# overclocked system info required



## the_aware (Jan 2, 2009)

Info required
which is better for gaming an overclocked e7200 or an e8400
also a good non igp mobo good for overclocking 
price range of mobo:below 5k;should support raid 0.
also if possible tell the freq that a normal aircooled cab can support for the above processors.


----------



## haider_up32 (Jan 2, 2009)

close ur eyes and buy an e7200 ..if possible wait for few moonths and then buy a e5200...e8x series is just a REAL WASTE of money for now


----------



## The Sorcerer (Jan 3, 2009)

E8400 e0 slb9j type processor overclock wonderfully but M0 slapc (I think) are common ones we get in the market and they overclock well. The good thing about e7200 is that even a toughest batch of e7200 can do atleast 3.5 ghz easily.
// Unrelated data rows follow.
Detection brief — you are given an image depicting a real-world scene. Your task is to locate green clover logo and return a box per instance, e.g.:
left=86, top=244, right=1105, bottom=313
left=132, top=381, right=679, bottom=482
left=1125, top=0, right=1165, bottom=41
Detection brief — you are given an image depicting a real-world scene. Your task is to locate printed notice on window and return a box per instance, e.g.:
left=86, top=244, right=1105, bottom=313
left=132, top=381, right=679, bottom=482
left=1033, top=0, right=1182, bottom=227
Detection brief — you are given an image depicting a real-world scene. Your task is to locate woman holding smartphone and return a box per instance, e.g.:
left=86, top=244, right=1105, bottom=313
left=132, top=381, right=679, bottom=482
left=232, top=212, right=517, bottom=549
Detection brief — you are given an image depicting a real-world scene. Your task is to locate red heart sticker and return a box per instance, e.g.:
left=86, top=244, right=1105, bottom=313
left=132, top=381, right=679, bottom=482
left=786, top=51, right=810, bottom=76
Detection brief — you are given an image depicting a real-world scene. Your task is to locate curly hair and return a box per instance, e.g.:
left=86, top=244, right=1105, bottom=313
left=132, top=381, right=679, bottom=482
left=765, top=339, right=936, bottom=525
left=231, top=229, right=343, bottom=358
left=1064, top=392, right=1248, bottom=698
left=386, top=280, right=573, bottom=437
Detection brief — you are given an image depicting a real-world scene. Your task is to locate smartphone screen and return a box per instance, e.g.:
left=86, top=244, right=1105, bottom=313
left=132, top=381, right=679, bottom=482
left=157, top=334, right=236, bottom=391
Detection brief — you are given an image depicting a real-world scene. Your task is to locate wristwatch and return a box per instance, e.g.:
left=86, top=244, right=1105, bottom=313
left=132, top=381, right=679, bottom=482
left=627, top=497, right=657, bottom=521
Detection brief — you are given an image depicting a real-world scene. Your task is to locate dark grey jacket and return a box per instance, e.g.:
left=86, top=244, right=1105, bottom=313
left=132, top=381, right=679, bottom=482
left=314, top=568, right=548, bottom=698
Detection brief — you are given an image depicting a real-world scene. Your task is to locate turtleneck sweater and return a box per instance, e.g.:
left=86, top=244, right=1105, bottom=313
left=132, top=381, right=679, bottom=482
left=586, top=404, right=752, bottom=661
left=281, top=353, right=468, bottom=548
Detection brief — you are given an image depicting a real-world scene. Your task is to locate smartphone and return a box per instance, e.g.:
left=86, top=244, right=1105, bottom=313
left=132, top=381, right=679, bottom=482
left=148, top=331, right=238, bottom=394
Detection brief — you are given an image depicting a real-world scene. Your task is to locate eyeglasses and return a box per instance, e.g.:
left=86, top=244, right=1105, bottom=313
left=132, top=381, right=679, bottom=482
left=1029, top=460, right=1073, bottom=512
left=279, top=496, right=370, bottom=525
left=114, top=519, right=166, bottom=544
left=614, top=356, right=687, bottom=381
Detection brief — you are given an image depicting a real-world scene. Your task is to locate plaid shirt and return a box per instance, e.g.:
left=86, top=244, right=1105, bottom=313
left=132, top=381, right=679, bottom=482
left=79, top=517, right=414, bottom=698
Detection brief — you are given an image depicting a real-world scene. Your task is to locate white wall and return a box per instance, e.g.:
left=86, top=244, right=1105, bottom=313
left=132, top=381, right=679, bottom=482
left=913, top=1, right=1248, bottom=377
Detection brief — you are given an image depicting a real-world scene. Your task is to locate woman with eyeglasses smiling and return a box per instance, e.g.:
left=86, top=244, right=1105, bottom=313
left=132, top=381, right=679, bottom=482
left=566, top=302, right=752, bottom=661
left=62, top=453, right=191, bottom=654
I have asus p5q deluxe with bios 1611 and I managed to get it upto 4.2 ghz on default voltage. Though it was 3 hours orthos stable, with bit more voltage passed through I should be able to get it right. If you manage to get e8400 with e0 stepping its a good thing, or else its wasted. 
I am confused when you said "also if possible tell the *freq* that a normal aircooled cab" what frequency you talking about :-s


----------